The breasts, wings, and drumsticks are about double the size of a typical fried chicken joint, and the breading is a light blanket of crispiness over tender, flavorful meat. They have jojos and sambusas as well. What they don’t have is seating, not that anyone expected it. Eat the chicken at home or in the parking lot like a creep.

Quick Pack is your prototypical hidden gem. They don’t house “The best fried chicken in town!” like their confident sign says, but if you’re in the area, it’s worth a visit.

City Market

This spot at the hard-to-park corner of Bellevue and Olive in Capitol Hill (1722 Bellevue Ave.) barely qualifies as a convenience store, which begs the question: What are the qualifications?

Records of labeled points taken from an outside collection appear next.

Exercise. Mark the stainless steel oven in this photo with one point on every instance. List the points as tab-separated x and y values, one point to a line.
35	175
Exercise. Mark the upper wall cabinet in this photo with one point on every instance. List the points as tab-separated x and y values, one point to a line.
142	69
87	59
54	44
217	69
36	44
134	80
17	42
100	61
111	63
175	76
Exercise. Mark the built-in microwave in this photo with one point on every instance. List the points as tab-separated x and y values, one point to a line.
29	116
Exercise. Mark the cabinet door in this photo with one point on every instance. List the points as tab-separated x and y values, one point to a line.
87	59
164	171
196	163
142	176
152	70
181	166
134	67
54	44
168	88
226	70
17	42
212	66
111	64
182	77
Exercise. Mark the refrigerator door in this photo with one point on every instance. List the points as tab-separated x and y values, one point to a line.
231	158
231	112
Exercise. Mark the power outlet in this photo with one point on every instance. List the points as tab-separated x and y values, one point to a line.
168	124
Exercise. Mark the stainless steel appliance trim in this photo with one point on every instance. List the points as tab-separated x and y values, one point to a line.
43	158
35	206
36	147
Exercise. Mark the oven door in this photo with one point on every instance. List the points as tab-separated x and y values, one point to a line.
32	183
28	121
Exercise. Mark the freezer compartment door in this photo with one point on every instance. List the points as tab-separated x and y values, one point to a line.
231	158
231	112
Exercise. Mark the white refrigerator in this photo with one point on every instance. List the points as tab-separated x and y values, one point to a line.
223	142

Simple. If you walk down any aisle, and you can still see the door, that’s a convenience store. If you can’t, that’s a grocery store.

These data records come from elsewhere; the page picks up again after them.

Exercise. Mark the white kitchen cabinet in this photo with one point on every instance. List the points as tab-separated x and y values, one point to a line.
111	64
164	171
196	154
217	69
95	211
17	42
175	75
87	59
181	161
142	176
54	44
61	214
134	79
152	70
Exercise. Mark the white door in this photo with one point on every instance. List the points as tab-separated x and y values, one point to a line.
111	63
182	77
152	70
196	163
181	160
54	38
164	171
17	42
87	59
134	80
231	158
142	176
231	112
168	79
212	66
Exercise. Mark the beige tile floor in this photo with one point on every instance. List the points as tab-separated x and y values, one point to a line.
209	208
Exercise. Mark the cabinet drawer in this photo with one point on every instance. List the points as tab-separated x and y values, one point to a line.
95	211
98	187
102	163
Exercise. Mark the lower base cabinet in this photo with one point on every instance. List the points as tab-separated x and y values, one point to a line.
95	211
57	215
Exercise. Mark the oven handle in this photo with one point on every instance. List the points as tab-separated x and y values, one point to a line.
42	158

City Market is the opposite of Quick Pack. They have everything. Here, the fried chicken is perfectly respectable, with a subtle flavor and a crispy batter. It’s just one of the innumerable hot food options, including corndogs, burritos, crispitos, and pepperoni pizza sticks.

Don’t eat any of it there. You won’t make it up the hill on the way home.

The Shell Station in Georgetown

Yes, it may seem a little odd to include a Shell station, especially a specific Shell station (6200 Corson Ave SW), but this one’s just that good. Replete with fancy digital menus and a comically long food bar, you may wonder after eating here why Shell hasn’t yet converted their more than 14,000 gas stations in the U.S. into full service chicken joints.

With a satisfying crunch and a deliciously addicting saltiness, the fried chicken here isn’t just good for a gas station, it’s actually pretty damn tasty. And the sides–which include mashed potatoes, macaroni and cheese with ham, and jojos–are surprisingly decent. You don’t often hear people utter, “Give me $20 on three and two breasts and a wing.”

That’s really the main reason to come here: So you can pump gas with one hand and eat a fried drumstick with the other. Is there anything more American? God bless this country.